Ev hizmetlerinde çalışanlar yıllık izin kullanabilir mi?

EVET. Borçlar Kanunu 422’nci maddesine göre, “İşveren, en az 1 yıl çalışmış olan işçilere yılda en az 2 hafta ve 18 yaşından küçük işçiler ile 50 yaşından büyük işçilere de en az 3 hafta ücretli yıllık izin vermekle” yükümlüdür. Bu süreler sözleşme ile artırılabilir.

Yıllık ücretli izinler, kural olarak aralıksız biçimde verilir; ancak tarafların anlaşmasıyla ikiye bölünerek de kullanılabilir. İşveren, yıllık ücretli izin tarihlerini, işyerinin veya ev düzeninin menfaatleriyle bağdaştığı ölçüde, işçinin isteklerini göz önünde tutarak belirler. İşçi, para veya başka menfaatler karşılığında yıllık ücretli izin hakkından vazgeçemez.

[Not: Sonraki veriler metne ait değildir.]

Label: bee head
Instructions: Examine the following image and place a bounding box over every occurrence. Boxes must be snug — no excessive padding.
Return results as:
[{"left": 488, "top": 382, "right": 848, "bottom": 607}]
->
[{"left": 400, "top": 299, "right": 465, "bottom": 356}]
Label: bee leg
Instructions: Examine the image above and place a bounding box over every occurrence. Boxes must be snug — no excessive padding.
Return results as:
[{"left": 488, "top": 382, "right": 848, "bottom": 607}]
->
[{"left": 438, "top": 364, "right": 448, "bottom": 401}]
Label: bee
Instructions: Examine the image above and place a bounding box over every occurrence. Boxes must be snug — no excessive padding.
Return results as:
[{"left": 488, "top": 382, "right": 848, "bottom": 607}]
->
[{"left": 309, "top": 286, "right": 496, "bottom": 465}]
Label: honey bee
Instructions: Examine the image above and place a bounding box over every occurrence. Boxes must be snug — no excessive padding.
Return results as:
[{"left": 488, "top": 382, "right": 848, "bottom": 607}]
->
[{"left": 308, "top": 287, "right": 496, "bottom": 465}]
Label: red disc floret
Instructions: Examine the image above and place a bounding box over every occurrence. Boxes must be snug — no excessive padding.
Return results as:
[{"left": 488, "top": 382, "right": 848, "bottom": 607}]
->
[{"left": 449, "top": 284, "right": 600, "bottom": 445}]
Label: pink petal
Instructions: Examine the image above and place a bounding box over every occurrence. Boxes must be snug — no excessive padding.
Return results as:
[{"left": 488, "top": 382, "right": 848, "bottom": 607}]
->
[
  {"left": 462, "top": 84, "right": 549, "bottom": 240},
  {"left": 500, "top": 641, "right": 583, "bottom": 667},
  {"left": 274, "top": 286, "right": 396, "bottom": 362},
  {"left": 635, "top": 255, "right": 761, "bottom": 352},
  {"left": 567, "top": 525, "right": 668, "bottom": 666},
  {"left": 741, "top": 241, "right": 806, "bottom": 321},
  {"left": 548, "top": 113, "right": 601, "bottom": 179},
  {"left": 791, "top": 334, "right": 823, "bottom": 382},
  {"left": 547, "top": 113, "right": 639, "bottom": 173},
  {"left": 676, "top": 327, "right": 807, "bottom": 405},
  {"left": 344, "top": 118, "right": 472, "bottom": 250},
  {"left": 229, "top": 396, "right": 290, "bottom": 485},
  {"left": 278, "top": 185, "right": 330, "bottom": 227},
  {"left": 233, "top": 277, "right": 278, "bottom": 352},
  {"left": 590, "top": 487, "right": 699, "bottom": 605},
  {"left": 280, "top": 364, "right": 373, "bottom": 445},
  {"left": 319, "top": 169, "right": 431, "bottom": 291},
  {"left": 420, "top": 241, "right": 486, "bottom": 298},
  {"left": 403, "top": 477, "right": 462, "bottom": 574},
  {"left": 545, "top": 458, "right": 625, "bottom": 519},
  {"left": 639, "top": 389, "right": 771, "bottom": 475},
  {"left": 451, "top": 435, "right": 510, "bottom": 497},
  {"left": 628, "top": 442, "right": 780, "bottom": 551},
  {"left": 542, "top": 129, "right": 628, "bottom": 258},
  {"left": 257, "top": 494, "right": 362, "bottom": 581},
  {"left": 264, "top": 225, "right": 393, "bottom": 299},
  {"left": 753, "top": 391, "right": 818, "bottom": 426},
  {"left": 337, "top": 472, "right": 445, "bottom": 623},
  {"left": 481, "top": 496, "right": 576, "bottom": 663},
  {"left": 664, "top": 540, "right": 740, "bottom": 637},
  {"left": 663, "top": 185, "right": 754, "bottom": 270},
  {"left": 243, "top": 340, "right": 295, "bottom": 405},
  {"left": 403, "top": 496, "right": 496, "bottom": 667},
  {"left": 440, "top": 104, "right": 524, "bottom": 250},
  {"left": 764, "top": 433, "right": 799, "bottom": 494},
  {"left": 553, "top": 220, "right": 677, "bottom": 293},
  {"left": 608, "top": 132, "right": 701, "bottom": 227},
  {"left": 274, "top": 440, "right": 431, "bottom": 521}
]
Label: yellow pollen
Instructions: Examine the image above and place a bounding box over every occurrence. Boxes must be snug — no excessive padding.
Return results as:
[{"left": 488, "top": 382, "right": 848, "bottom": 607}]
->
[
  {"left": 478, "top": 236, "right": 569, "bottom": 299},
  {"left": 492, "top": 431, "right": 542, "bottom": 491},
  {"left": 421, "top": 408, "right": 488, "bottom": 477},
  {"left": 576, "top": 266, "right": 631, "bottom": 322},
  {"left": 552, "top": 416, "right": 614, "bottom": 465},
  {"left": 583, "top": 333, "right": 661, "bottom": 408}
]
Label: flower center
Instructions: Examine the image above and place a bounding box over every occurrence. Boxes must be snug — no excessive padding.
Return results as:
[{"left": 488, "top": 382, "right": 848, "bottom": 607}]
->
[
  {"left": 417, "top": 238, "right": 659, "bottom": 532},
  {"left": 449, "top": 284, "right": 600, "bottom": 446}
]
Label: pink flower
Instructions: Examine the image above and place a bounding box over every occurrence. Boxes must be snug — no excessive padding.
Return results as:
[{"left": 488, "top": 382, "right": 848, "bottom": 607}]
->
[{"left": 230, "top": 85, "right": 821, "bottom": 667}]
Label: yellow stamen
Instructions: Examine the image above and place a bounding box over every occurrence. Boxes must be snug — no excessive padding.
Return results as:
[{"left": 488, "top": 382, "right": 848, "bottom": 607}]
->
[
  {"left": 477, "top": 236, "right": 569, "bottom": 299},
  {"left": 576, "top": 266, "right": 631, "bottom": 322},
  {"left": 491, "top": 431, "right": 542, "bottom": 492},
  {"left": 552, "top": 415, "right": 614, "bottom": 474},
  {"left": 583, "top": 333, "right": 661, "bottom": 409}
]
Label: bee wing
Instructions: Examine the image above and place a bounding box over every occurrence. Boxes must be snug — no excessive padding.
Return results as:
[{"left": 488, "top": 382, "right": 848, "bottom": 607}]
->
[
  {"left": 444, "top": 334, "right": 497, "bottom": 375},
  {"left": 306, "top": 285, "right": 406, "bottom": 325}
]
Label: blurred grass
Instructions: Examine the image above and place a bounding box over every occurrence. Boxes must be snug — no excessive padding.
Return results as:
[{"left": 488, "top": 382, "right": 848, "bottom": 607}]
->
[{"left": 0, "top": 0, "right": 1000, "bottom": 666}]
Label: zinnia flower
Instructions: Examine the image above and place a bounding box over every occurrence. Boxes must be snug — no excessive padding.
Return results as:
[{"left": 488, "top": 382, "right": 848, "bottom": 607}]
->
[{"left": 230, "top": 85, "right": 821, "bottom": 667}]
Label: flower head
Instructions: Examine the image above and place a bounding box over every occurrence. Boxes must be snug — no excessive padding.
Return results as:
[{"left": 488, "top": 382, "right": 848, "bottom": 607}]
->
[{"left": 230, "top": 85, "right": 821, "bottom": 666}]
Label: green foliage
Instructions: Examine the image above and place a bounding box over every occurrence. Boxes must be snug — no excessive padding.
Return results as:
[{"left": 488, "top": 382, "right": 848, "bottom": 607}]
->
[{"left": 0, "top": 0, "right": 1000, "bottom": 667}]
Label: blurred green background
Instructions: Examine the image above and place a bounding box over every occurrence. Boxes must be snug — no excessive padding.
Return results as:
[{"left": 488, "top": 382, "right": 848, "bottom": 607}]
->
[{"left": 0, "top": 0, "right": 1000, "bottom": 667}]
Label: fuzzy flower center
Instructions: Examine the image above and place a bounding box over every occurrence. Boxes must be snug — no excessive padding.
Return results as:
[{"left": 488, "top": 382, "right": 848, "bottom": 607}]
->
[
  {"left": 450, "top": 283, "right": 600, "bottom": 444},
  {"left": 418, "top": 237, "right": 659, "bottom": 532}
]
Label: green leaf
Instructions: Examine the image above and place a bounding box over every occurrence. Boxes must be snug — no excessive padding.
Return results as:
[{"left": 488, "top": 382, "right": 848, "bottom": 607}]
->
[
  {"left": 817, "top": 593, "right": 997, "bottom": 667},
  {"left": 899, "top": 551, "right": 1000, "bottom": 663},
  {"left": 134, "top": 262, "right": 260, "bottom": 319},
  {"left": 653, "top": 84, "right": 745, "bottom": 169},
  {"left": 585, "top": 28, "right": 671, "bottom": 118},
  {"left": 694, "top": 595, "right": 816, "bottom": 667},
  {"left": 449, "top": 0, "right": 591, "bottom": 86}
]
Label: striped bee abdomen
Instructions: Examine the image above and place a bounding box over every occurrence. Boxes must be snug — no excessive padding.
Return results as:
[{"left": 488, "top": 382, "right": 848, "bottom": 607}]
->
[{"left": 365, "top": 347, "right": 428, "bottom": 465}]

İşveren, yıllık ücretli izin süresine ilişkin ücretleri işçi izne başlamadan önce peşin olarak ödemek veya avans olarak vermekle yükümlüdür. Sözleşmenin sona ermesi hâlinde, işçi hak kazanıp da kullanmadığı yıllık izin sürelerine ait ücreti almaya hak kazanır. İşçi, bir hizmet yılı içinde kendi kusuruyla toplam bir aydan daha uzun bir süreyle hizmeti yerine getirmediği takdirde işveren, çalışılmayan her tam ay için, yıllık ücretli izin süresinden 1 gün indirim yapabilir.  En çok 3 aya kadar (işçinin kusuru olmaksızın) hastalık, kaza, yasal bir yükümlülüğün veya kamu görevinin yerine getirilmesi gibi sebeplerle alınan izinlerde işveren yıllık ücretli izin süresinden indirim yapamaz. Benzer şekilde, gebelik ve doğum yapma sebebiyle iş görme ediminin en çok 3 ay süreyle yerine getirilmemesi durumunda da yıllık ücretli izin süresinden indirim yapılamaz.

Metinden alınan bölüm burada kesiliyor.